By Erin Tiernan — Erin@theconcordbridge.org
From its riotous opening to a foiled mass-escape attempt to a Timothy Leary-led psychedelic experiment in the 60s, decades of history sit inside the wire-topped walls of the MCI-Concord complex.
Outsiders got a rare peek inside on Wednesday as state Department of Correction officials paused to reflect on the legacy of the now-closed prison, which housed inmates including of Malcolm X and notorious Patriarca crime family enforcer Joseph Barboza.
But one of the best-known moments of history forged at the Elm Street prison happened in 1988 when Mother Teresa addressed prisoners and staff members, handing out rosary beads to the masses gathered behind the walls.
Jean Parent, the former director of security who worked at MCI-Concord for 41 years, was there that day.
A day to remember
“There were so many people down here that they couldn’t fit everybody in there,” Parent said, walking around the prison’s subterranean chapel.
She ultimately spoke in the prison’s gymnasium — the only place big enough to host the crowd, Parent said.
“Just about every inmate was there, and almost every staff member,” he said. “It was pretty amazing.”
Parent said he will gladly continue to serve the roughly 200 inmates living in Concord at the minimum-security Northeastern Correctional Center across the street.
“A lot of the staff that worked here spent their entire career here, lived in the area, raised their families here, and this place was really who they were professionally,” Interim Department of Correction Commissioner Shawn Jenkins said during a media tour of the prison complex.
History behind bars
With the longest-running Massachusetts prison now empty of inmates, the state is preparing to sell the property for redevelopment. That likely includes demolishing most or all of the structures to make way for housing.
The last inmates left MCI-Concord on June 28, Jenkins told reporters during the media tour.
“This was a difficult decision for the department,” Jenkins said of the closure, noting it was fiscally driven as the department confronted a $190 million cost to maintain and upgrade the aging facility.
Only remnants of the 146-year-old prison’s storied past remain in the now-abandoned cell blocks and the overgrown courtyards. Yellow, pink and red flowers lining garden beds hint at the type of rehabilitative programming for which Jenkins said MCI-Concord became well-known.
In one cell block known as the BRAVE unit — Building Responsible Adults through Validation and Education — shreds of inmates’ lives were still apparent.
Discarded photo sleeves littered the floors and shelves in emptied cells. A whiteboard still shows the remnants of a prisoner-led mentorship program.
In a trunk that once held the personal belongings of one former inmate lay two discarded books — one a workbook for developing nurturing parenting skills; the other on the power of self-discovery.
What’s next for the prison property
Gov. Maura Healey announced the prison’s coming closure in January, catching town officials and the state legislative delegation by surprise.

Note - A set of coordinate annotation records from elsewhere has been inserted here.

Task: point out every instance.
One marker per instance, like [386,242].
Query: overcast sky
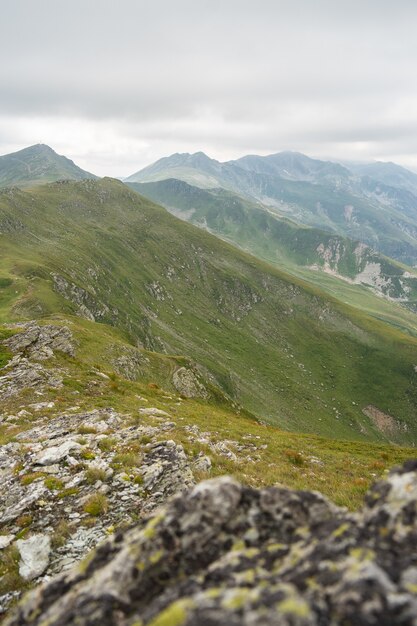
[117,84]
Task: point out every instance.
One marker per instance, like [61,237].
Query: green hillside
[312,254]
[253,335]
[36,165]
[316,193]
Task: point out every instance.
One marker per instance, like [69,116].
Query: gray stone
[5,540]
[34,555]
[56,454]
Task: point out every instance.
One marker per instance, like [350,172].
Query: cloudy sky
[116,84]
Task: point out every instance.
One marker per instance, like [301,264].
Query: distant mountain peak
[38,164]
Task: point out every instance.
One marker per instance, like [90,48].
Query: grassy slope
[282,350]
[340,469]
[321,204]
[285,244]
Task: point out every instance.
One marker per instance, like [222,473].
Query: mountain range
[141,354]
[316,193]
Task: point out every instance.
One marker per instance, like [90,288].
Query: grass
[96,505]
[94,474]
[279,348]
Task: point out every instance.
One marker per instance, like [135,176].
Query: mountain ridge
[38,164]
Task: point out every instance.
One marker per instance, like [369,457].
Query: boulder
[34,555]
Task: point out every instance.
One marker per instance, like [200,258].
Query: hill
[316,193]
[300,250]
[245,332]
[37,164]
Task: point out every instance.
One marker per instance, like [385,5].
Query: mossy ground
[273,344]
[341,469]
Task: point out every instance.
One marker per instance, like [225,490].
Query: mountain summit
[38,164]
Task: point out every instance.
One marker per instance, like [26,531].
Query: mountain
[389,174]
[140,355]
[36,165]
[320,194]
[288,245]
[245,332]
[88,451]
[293,166]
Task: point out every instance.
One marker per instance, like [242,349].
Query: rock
[5,540]
[34,555]
[202,463]
[39,342]
[187,383]
[55,454]
[16,499]
[225,554]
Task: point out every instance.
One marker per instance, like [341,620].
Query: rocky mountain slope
[244,332]
[86,453]
[225,554]
[379,211]
[36,165]
[282,242]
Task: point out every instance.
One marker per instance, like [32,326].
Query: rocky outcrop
[70,481]
[31,345]
[186,382]
[223,553]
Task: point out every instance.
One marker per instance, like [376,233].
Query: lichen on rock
[222,553]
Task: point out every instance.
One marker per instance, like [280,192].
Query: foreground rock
[225,554]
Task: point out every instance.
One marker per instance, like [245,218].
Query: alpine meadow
[208,313]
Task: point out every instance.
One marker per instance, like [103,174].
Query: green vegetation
[37,164]
[295,248]
[96,505]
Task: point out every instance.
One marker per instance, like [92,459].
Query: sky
[117,84]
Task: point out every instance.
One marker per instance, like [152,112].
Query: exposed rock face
[227,554]
[48,477]
[187,383]
[31,345]
[40,342]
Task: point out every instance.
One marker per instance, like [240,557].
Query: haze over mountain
[289,245]
[322,194]
[260,337]
[36,165]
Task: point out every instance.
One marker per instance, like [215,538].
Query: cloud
[118,84]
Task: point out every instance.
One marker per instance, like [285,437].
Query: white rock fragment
[154,411]
[56,453]
[34,555]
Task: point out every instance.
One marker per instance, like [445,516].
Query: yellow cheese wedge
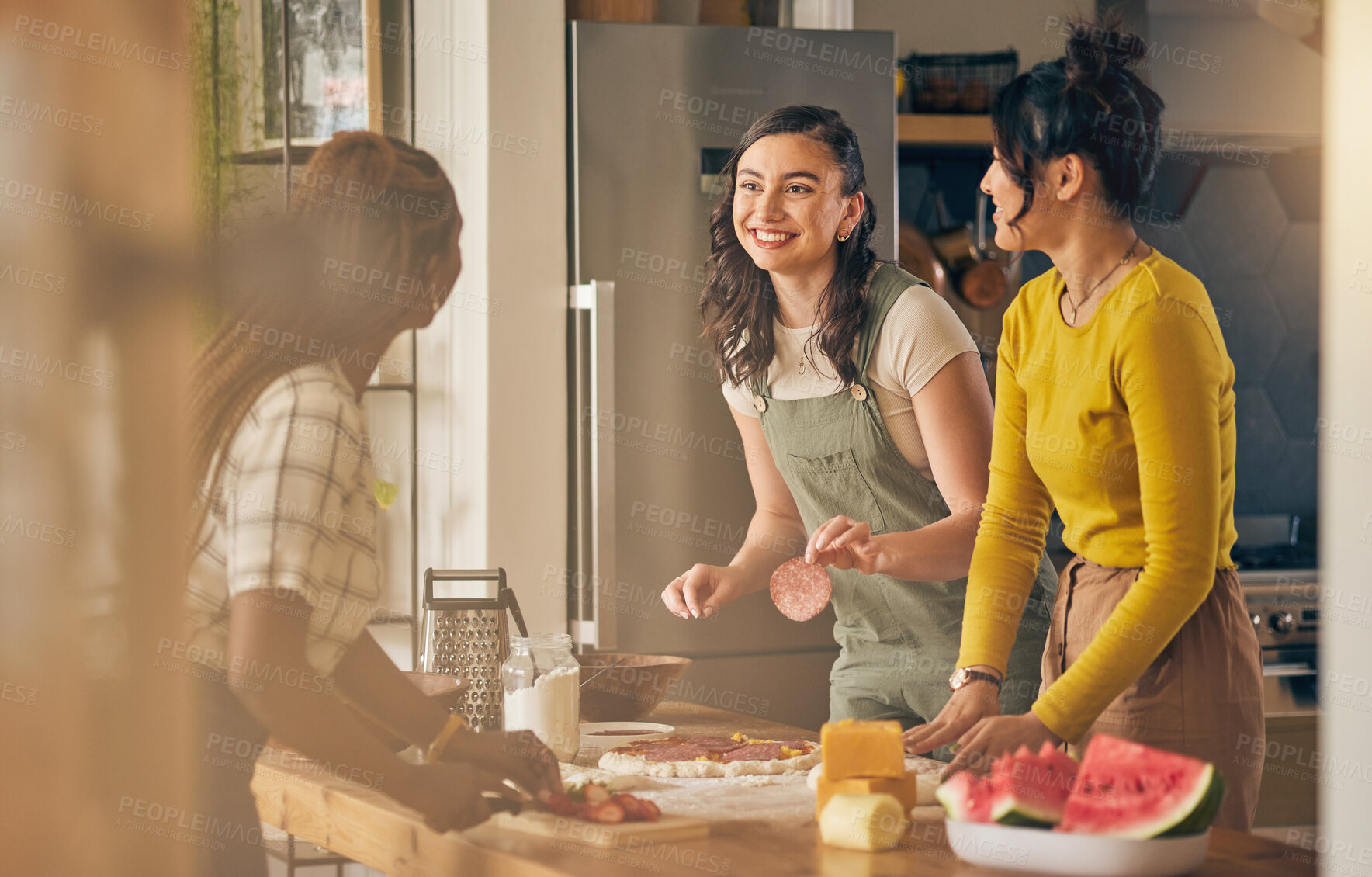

Healey, a Democrat, has highlighted the property for the site of permanent housing — but not for an emergency shelter — amid a statewide shortage that’s exacerbating inflation and driving up the cost of living in a state that’s already among the costliest in the nation.
The Legislature holds the reins for the next steps in the planning process, with the official prison closure tied to the passage of a state operating budget that’s now nearly three weeks overdue.
Local officials, with the help of Concord’s delegation, will help shape what the prison property redevelopment will look like and what ultimately gets built there.
Corrections officials said they hope that includes a nod to the site’s past.
“This is a historical site and it would be nice to keep that memorialized in some way,” Jenkins said.
“Whatever the long-term decisions may be for this land or this area going forward, it might be nice to keep some of that historical perspective still intact.”